Segundo o endocrinologista Vagner Chiapetti, um estudo realizado com mais de 1200 pacientes comprovou a eficácia do medicamento na redução da gordura hepática. Atualmente, a condição atinge 30% dos paulistas e a expectativa é que, até 2030, mais da metade da população brasileira seja afetada.
Nova indicação
O fígado é responsável por funções vitais como absorção de vitaminas, ativação de hormônios e controle de colesterol, triglicérides e glicemia. A inflamação hepática compromete a saúde sistêmica e o rendimento diário do paciente.

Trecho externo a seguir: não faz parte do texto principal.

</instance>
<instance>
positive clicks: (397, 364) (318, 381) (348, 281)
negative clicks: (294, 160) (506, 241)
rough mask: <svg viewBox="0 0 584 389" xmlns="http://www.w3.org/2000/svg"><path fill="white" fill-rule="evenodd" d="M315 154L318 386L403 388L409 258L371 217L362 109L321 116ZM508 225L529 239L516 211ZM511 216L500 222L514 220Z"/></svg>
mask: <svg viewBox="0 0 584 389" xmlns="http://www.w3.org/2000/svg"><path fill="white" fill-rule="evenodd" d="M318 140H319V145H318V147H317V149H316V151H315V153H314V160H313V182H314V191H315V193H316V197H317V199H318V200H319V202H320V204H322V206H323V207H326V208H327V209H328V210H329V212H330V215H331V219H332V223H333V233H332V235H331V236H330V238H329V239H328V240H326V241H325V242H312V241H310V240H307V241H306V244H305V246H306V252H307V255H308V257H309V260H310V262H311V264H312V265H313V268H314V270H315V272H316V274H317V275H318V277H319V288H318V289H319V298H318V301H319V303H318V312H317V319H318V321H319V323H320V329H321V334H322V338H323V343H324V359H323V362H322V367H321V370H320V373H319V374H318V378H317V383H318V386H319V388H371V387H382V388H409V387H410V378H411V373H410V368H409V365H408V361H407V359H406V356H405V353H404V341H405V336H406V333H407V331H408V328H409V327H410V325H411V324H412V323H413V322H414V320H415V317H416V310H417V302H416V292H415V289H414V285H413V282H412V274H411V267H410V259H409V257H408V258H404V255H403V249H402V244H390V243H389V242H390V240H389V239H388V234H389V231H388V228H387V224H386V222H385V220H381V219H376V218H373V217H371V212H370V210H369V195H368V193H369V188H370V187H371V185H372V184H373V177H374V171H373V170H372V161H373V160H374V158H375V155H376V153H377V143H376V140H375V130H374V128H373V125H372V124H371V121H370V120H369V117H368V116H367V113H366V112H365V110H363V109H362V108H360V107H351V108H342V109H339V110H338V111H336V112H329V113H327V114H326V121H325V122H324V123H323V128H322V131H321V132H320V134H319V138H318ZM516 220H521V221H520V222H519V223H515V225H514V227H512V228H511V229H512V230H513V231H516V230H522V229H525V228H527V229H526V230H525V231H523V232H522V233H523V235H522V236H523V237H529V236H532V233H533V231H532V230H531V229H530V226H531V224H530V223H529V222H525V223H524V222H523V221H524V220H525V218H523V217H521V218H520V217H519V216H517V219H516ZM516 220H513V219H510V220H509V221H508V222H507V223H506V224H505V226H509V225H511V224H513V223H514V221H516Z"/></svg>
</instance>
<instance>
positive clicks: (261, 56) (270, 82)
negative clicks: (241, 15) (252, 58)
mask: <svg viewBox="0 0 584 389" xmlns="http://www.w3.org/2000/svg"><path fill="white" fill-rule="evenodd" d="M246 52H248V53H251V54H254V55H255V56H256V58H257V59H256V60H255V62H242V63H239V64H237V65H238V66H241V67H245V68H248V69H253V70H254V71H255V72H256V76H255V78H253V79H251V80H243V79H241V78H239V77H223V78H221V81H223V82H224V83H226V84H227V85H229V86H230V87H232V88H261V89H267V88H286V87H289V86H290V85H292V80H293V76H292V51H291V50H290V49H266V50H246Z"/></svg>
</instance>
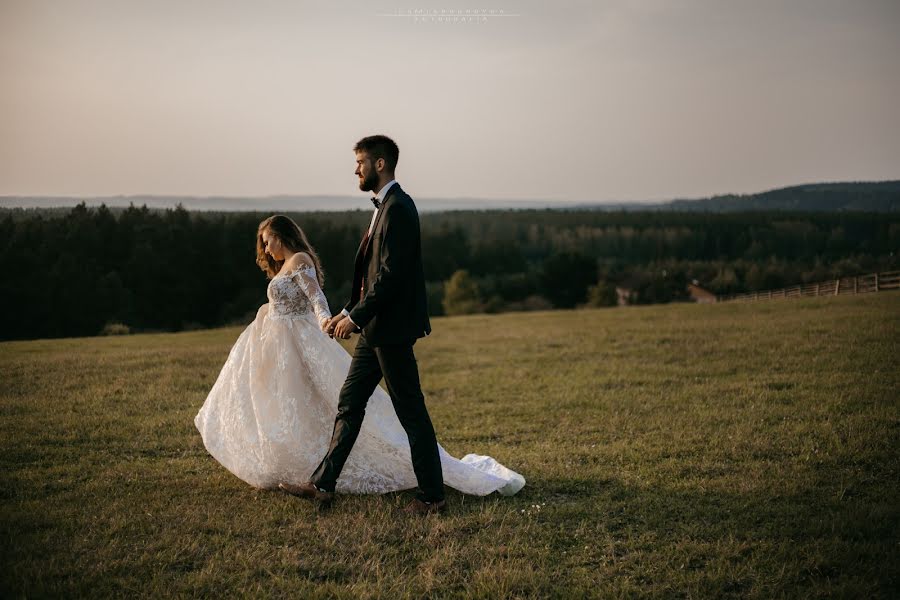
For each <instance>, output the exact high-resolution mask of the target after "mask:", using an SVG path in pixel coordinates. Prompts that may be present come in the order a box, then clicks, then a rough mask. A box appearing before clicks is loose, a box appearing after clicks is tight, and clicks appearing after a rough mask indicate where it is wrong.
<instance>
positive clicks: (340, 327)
mask: <svg viewBox="0 0 900 600" xmlns="http://www.w3.org/2000/svg"><path fill="white" fill-rule="evenodd" d="M354 331H356V325H354V324H353V321H351V320H350V319H348V318H346V317H345V316H344V315H341V318H340V320H339V321H338V324H337V326H336V327H335V328H334V337H339V338H341V339H342V340H346V339H349V338H350V334H351V333H353V332H354Z"/></svg>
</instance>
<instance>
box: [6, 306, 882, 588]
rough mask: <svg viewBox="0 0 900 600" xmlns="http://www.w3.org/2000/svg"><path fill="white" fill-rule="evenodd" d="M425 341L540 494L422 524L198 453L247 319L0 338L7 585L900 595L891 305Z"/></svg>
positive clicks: (719, 314) (517, 323) (658, 307)
mask: <svg viewBox="0 0 900 600" xmlns="http://www.w3.org/2000/svg"><path fill="white" fill-rule="evenodd" d="M433 325H434V334H433V335H432V336H431V337H429V338H428V339H426V340H423V341H421V342H420V343H419V344H417V345H416V353H417V356H418V359H419V367H420V371H421V373H422V383H423V387H424V390H425V393H426V397H427V400H428V405H429V409H430V411H431V415H432V419H433V421H434V423H435V427H436V429H437V432H438V438H439V440H440V442H441V443H442V444H443V445H444V446H445V447H446V448H447V449H448V451H450V452H451V453H453V454H455V455H457V456H461V455H463V454H467V453H470V452H473V453H478V454H489V455H492V456H494V457H495V458H497V459H498V460H499V461H501V462H502V463H504V464H506V465H507V466H509V467H510V468H512V469H515V470H517V471H519V472H520V473H522V474H523V475H524V476H525V478H526V479H527V481H528V483H527V485H526V487H525V488H524V489H523V490H522V491H521V492H520V493H519V494H518V495H516V496H514V497H510V498H504V497H499V496H497V495H496V494H495V495H493V496H490V497H485V498H481V497H472V496H463V495H461V494H459V493H456V492H451V493H450V494H449V502H450V512H449V514H447V515H446V516H442V517H441V516H429V517H427V518H408V517H404V516H403V515H402V514H401V513H400V509H401V508H402V507H403V506H404V505H405V504H406V502H407V501H408V499H409V498H410V496H411V492H402V493H397V494H388V495H385V496H342V497H340V498H339V500H338V502H337V503H336V506H335V507H334V508H332V509H331V510H330V511H327V512H319V511H317V510H315V509H314V507H313V506H311V505H310V504H308V503H305V502H304V501H302V500H299V499H296V498H294V497H291V496H288V495H285V494H282V493H279V492H274V491H266V490H258V489H254V488H252V487H250V486H248V485H246V484H245V483H243V482H242V481H240V480H238V479H237V478H235V477H234V476H233V475H231V474H230V473H229V472H227V471H226V470H225V469H224V468H223V467H221V466H220V465H219V464H218V463H217V462H216V461H215V460H214V459H212V458H211V457H210V456H209V455H208V454H207V452H206V451H205V449H204V447H203V444H202V441H201V439H200V436H199V434H198V433H197V431H196V429H195V428H194V425H193V417H194V415H195V414H196V412H197V410H198V409H199V407H200V406H201V405H202V403H203V400H204V399H205V397H206V394H207V392H208V390H209V389H210V387H211V386H212V384H213V382H214V381H215V378H216V375H217V373H218V370H219V368H220V367H221V365H222V364H223V363H224V361H225V358H226V356H227V353H228V350H229V348H230V346H231V344H232V343H233V342H234V340H235V339H236V337H237V336H238V334H239V333H240V331H241V328H240V327H238V328H234V327H232V328H226V329H215V330H205V331H193V332H185V333H177V334H160V335H150V334H147V335H134V336H123V337H108V338H73V339H55V340H39V341H23V342H6V343H2V344H0V449H2V452H0V461H2V486H0V494H2V524H0V528H2V539H3V549H2V583H0V585H2V587H0V595H2V596H3V597H5V598H16V597H47V596H57V597H58V596H65V597H77V596H89V597H109V596H147V597H160V596H215V597H234V596H238V597H266V598H272V597H276V598H277V597H303V598H317V597H336V598H358V597H359V598H368V597H383V598H407V597H409V598H422V597H429V598H430V597H436V598H439V597H479V598H508V597H542V598H543V597H559V598H570V597H571V598H579V597H612V598H616V597H635V596H641V597H657V598H710V597H719V598H722V597H725V598H727V597H740V598H777V597H790V598H806V597H856V598H870V597H883V598H889V597H897V596H898V595H900V573H898V571H900V460H898V459H900V401H898V389H900V369H898V367H900V359H898V341H900V293H897V292H889V293H883V294H869V295H864V296H854V297H838V298H809V299H800V300H789V301H772V302H764V303H757V304H737V303H726V304H719V305H708V306H701V305H688V304H677V305H675V304H673V305H662V306H647V307H626V308H613V309H598V310H571V311H551V312H540V313H508V314H502V315H478V316H467V317H450V318H436V319H434V322H433Z"/></svg>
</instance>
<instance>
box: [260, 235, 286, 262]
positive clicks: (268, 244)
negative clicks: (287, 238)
mask: <svg viewBox="0 0 900 600" xmlns="http://www.w3.org/2000/svg"><path fill="white" fill-rule="evenodd" d="M262 237H263V244H265V245H266V254H268V255H269V256H271V257H272V258H274V259H275V260H284V246H283V245H282V243H281V240H279V239H278V236H277V235H275V234H274V233H272V232H271V231H269V230H268V229H266V230H265V231H263V236H262Z"/></svg>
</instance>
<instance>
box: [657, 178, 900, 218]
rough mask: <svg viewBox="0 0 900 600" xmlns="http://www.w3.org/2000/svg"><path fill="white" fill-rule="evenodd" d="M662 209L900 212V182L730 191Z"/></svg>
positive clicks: (679, 203)
mask: <svg viewBox="0 0 900 600" xmlns="http://www.w3.org/2000/svg"><path fill="white" fill-rule="evenodd" d="M658 208H660V209H662V210H678V211H702V212H743V211H771V210H785V211H802V212H809V211H828V212H846V211H867V212H898V211H900V181H878V182H858V183H854V182H850V183H812V184H806V185H795V186H791V187H786V188H780V189H776V190H770V191H768V192H761V193H759V194H728V195H724V196H713V197H712V198H702V199H694V200H682V199H679V200H673V201H671V202H667V203H664V204H662V205H659V206H658Z"/></svg>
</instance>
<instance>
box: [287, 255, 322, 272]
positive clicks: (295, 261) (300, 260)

De acordo com o médico, os avanços recentes da endocrinologia permitem prever a cura do fígado em muitos casos, com melhora também nos níveis de colesterol, triglicérides e na sensibilidade à insulina em pacientes diabéticos ou pré-diabéticos.
Uso responsável
O especialista alerta que medicamentos como Ozempic e Wegovy exigem prescrição médica obrigatória. Ele afirma que houve aumento de casos de pancreatite e hospitalizações devido ao uso por conta própria ou por indicação de conhecidos.
Leia também
O tratamento envolve mudança comportamental, com retirada de frituras, embutidos e álcool, além da prática de pelo menos 15 minutos de atividade física diária. O tempo médio de tratamento varia conforme o grau da gordura no fígado: cerca de quatro meses para grau 1, cinco meses para grau 2 e seis meses para grau 3.